Brexit Secretary David Davis said chief EU negotiator Michel Barnier hoped to “recommend going to the parallel negotiations October-November.”
Britain triggered a two-year countdown to its departure from the bloc in March, and Davis and Barnier met for preliminary talks last month. They are due to meet again next week.
The EU insists that major progress must be made on the U.K.’s exit terms — including a hefty divorce bill — before negotiations can start on the U.K.’s future relationship with the EU. Britain wants the two strands to run in parallel.
Davis told the House of Lords Brexit committee that Barnier hoped to signal in the autumn that sufficient progress had been made. Once that happens, talks could move on to “free-trade issues, customs issues, justice and home affairs issues,” he said.
Davis also struck an optimistic note on settling the status of 3 million EU citizens living in Britain, and more than 1 million U.K. nationals residing elsewhere in the bloc.
The two sides have sparred over the issue, with EU lawmakers accusing Britain of planning to give Europeans in Britain “second-class status.”
Davis said he wanted the issue to be settled soon, because “I view it bluntly as a moral issue.”
“We don’t want anybody to be a bargaining chip,” he said.

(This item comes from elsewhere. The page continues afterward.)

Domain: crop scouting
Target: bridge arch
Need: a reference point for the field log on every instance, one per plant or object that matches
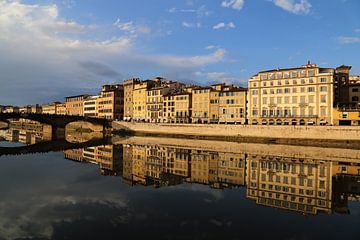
(58, 123)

Davis’ positive tone contrasted with comments earlier in the day made by Foreign Secretary Boris Johnson, who said the EU could “go whistle” if it tried to impose an “extortionate” exit bill on the U.K.
Estimates of the amount Britain must pay to cover pension liabilities for EU staff and other commitments have ranged up to 100 billion euros ($114 billion.)
“The sums that I have seen that they propose to demand from this country seem to me to be extortionate,” Johnson said.
“I think ‘go whistle’ is an entirely appropriate expression,” he told lawmakers in the House of Commons.
Davis, more diplomatically, said Britain’s position on the divorce bill was “not to pay more than we need to.”